Bel waited in the lee of the cook tent as the
two women unloaded the train, after which Chess hesitated, unable
to decide whether she ought to find Rowan another assignment or
free her to converse with the warrior. Bel ostentatiously gave no
clue as to preference, loitering nearby, humming a little tune as
she watched the fire tenders at work. Rowan played along, waiting
by the cook's elbow, wearing a smile so patient that it could not
help but irritate.

The cook's discomfort was ended by the
arrival of Eden, a mertutial whose chief work seemed to consist of
relaying Kammeryn's requests. "He wants to see you, both. And Rowan
should bring her maps." Rowan and Bel followed her, leaving Chess
to her muttering.

 

The sky flaps of Kammeryn's tent were closed
against the intermittent rain, but one wall had been raised to
admit light. The open wall faced away from the camp's center,
indicating a desire for privacy.

Kree was present, and Fletcher, with the Face
Person's possessions gathered tidily beside him. Dignified,
Kammeryn performed introductions. Line names were handed down
through the female side; Rowan noted without surprise that the
transplanted Inner Lander possessed only two names, and that his
matronymic was an un-Outskirterly "Susannason."
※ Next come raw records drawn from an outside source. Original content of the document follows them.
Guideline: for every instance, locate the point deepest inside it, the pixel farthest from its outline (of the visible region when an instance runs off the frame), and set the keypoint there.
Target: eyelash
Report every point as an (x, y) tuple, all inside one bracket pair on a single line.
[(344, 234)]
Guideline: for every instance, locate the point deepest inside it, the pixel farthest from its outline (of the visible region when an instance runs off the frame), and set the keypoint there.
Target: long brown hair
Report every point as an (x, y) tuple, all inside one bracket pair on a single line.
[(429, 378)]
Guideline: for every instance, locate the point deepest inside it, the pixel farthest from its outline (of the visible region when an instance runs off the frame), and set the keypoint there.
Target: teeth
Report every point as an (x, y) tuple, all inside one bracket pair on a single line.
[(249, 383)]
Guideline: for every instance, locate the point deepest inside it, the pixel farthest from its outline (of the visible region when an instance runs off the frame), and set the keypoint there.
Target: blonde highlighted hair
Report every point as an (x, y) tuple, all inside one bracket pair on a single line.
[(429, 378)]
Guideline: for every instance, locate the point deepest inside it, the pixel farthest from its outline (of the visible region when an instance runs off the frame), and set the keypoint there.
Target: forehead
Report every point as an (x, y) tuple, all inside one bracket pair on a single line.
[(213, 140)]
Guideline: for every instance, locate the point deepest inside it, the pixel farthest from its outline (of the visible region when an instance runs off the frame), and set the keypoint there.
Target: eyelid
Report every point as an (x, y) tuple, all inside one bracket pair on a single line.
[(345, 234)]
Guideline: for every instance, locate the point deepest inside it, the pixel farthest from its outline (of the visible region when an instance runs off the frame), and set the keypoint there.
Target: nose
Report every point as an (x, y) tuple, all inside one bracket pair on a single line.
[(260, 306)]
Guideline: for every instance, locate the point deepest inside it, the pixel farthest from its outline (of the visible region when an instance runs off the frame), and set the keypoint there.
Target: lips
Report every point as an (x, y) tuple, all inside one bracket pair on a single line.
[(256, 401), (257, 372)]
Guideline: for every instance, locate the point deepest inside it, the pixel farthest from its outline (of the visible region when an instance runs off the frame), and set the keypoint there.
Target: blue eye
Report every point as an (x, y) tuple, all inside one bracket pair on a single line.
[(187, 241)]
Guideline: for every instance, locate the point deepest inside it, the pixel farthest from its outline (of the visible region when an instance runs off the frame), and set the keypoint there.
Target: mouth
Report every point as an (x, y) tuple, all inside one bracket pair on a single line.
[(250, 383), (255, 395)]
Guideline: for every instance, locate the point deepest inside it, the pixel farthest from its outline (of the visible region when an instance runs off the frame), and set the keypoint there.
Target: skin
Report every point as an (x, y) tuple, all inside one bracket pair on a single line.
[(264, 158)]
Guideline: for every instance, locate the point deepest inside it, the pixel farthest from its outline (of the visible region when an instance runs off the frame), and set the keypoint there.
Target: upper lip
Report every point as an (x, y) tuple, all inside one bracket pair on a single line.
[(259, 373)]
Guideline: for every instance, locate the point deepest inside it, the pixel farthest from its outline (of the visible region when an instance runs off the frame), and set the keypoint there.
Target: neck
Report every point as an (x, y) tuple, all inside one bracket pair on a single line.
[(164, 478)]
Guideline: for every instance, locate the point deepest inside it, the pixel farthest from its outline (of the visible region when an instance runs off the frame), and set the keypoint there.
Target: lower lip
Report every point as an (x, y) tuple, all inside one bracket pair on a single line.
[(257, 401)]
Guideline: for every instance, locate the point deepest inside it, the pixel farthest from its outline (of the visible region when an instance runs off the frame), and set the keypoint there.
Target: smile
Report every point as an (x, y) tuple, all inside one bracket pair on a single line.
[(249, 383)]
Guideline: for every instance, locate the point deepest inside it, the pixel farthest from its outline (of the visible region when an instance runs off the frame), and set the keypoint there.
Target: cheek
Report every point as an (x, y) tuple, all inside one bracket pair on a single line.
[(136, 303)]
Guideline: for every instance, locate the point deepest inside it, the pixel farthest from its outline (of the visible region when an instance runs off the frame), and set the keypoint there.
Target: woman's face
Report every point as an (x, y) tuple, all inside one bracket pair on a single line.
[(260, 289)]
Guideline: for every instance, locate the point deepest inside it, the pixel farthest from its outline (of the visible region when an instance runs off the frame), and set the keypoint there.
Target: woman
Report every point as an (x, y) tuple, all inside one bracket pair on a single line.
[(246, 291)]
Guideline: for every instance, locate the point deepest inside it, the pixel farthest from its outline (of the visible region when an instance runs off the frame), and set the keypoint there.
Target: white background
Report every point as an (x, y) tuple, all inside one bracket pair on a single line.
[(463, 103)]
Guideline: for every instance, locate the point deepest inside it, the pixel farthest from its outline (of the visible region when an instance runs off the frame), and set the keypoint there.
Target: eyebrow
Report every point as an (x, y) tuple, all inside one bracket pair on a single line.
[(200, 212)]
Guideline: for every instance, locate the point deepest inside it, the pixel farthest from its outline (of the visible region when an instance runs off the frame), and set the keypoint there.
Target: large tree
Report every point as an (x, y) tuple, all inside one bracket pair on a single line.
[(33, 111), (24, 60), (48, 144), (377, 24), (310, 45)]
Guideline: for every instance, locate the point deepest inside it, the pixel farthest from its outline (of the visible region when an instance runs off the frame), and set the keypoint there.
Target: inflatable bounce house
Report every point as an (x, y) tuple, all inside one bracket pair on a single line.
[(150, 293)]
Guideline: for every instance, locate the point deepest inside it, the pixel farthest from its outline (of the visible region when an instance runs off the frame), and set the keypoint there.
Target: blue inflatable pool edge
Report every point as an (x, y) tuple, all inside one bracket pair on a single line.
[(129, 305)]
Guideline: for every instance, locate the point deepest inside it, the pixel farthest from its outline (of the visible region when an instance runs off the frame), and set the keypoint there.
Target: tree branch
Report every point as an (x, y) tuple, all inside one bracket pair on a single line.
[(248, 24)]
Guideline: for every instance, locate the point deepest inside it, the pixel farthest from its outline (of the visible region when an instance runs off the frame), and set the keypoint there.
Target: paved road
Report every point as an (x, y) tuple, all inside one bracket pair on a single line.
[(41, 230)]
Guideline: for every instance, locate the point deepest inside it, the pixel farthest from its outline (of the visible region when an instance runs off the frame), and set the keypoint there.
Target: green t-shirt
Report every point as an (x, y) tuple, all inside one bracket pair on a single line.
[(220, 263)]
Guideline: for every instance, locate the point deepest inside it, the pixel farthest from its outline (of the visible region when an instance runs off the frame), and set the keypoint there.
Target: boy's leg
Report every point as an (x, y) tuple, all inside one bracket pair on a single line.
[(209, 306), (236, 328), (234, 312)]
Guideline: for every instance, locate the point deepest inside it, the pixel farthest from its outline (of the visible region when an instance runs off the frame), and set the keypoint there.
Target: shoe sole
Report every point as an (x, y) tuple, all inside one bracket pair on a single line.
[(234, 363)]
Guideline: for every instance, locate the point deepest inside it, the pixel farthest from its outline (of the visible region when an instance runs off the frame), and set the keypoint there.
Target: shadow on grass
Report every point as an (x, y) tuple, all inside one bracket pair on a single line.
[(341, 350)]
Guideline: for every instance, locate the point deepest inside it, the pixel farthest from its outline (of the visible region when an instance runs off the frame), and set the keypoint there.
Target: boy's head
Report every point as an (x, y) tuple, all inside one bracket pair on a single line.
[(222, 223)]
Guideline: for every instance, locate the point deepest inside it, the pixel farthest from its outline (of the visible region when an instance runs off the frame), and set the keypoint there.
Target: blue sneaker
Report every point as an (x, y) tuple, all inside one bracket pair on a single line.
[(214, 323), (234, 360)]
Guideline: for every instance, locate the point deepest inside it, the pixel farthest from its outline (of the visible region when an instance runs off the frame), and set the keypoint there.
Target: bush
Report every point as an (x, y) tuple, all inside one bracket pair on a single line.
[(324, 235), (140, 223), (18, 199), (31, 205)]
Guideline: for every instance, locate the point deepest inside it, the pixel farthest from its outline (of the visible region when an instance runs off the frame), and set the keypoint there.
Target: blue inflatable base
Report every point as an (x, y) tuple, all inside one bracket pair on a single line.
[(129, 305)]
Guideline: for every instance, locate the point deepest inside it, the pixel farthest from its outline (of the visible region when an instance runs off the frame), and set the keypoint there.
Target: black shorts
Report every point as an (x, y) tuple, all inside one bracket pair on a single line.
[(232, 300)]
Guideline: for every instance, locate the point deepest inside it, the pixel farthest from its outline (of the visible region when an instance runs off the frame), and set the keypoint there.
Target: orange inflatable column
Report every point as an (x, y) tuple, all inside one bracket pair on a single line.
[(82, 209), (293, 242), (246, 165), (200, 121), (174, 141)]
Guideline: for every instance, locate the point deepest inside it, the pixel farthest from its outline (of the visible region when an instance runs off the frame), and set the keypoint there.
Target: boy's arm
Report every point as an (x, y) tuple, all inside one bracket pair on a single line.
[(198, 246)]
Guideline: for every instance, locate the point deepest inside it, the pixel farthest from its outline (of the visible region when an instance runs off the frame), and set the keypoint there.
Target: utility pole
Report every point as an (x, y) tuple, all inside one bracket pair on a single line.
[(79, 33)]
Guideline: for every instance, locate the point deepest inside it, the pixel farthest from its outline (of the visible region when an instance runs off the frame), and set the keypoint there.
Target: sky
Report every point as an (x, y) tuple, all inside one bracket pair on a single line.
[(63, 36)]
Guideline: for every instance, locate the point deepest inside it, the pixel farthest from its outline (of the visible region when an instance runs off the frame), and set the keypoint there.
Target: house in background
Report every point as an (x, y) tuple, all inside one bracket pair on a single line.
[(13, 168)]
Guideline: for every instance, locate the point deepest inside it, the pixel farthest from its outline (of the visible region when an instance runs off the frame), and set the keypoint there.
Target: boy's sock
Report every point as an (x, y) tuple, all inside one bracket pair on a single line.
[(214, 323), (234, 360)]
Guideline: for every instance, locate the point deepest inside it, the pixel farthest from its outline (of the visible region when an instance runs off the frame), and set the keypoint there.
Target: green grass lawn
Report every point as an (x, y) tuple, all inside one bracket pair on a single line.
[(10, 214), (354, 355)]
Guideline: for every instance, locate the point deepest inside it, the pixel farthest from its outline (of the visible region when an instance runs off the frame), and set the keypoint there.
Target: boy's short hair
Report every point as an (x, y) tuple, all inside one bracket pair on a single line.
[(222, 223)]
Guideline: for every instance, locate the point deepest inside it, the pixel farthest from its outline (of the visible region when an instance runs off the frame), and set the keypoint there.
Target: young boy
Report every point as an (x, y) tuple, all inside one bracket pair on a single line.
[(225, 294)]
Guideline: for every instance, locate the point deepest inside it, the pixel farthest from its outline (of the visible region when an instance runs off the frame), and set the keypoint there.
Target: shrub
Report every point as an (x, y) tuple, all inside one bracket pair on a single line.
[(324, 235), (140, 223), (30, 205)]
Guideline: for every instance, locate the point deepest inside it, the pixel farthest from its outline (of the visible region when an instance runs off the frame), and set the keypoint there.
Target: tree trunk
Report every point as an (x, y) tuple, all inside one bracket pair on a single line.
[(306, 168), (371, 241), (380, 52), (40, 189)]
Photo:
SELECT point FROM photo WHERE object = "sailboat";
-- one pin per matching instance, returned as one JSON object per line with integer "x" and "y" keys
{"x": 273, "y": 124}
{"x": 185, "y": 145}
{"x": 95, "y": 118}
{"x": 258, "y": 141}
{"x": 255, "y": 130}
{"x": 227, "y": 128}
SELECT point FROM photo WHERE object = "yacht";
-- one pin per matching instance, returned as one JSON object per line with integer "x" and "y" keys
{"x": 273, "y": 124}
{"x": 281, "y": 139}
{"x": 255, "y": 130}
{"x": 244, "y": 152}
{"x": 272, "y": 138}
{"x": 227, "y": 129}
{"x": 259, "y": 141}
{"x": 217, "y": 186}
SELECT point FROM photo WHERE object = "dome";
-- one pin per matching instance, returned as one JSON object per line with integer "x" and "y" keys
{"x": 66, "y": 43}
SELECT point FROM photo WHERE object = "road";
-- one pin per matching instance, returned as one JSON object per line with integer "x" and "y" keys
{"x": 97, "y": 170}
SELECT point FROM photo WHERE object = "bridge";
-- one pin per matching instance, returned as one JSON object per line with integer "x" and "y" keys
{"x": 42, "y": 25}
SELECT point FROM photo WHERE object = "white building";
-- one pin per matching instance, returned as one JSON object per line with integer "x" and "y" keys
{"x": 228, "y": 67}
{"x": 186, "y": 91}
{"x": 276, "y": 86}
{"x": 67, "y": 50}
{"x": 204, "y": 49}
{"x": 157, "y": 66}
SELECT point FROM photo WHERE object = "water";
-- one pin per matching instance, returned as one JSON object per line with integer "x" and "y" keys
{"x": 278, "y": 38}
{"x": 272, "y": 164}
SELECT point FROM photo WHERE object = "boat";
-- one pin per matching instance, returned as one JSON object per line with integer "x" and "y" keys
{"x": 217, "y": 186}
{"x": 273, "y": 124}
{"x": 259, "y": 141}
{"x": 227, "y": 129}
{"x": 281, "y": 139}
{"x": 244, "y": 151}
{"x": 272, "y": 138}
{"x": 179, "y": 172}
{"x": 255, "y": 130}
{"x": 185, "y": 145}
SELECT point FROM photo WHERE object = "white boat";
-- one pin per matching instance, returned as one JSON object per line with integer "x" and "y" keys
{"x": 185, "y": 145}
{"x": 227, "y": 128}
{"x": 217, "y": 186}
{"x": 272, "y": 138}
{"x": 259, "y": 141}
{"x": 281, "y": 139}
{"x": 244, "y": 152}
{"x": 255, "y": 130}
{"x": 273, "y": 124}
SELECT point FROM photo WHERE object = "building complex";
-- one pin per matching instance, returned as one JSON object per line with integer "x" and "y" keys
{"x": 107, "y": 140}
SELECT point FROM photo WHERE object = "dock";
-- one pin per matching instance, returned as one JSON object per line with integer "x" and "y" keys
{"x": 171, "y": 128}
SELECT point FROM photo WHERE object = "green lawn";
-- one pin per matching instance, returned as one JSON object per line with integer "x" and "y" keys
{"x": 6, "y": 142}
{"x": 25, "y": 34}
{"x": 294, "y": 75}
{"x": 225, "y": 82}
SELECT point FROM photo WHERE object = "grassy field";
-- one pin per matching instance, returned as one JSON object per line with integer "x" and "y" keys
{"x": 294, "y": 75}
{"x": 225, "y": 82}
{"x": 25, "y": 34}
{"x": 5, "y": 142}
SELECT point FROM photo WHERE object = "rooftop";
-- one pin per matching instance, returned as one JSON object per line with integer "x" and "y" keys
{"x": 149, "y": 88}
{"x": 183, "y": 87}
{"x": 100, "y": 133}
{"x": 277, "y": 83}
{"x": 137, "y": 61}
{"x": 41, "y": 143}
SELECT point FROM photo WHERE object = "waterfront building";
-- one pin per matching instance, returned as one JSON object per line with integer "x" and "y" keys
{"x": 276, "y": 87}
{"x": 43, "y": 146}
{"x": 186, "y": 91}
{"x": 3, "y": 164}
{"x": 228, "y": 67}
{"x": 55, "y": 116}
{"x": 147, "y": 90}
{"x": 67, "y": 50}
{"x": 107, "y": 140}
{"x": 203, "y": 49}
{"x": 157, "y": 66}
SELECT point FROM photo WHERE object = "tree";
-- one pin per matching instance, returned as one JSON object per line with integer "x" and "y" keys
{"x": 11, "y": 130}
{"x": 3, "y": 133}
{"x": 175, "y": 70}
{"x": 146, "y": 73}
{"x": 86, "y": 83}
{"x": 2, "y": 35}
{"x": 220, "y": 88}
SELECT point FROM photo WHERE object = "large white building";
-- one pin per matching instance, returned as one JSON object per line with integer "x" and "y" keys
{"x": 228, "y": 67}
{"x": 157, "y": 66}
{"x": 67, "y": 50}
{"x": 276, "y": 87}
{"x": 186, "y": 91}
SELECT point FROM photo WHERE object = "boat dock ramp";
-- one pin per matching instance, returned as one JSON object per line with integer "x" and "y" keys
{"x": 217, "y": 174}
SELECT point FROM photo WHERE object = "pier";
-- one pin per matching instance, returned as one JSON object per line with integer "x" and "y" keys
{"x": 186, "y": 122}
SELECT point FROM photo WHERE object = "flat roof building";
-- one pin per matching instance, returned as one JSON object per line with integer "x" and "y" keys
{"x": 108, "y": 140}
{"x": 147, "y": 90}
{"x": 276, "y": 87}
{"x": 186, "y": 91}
"Fletcher tells me that you recognized these
objects as belonging to folk called the Face People," the seyoh
said to Rowan. "I would like to know more about them."

"I didn't recognize the equipment," Rowan
replied, "I reasoned its origins. What I know about the Face People
I learned from Bel."

Bel regarded the objects with her head
tilted, then leaned slightly left, then right, as she often did
when organizing her thoughts. "The Face People," she began, "live
far to the east. The Face is their name for that part of the
Outskirts. I've never seen them myself, but I've heard of them from
older members of my home tribe. They're primitive. They don't have
very many handicrafts, and not very good ones; they don't make
metal, and will steal any metal they can find. At Rendezvous, if
they're called on to sing, or tell a tale, they never do.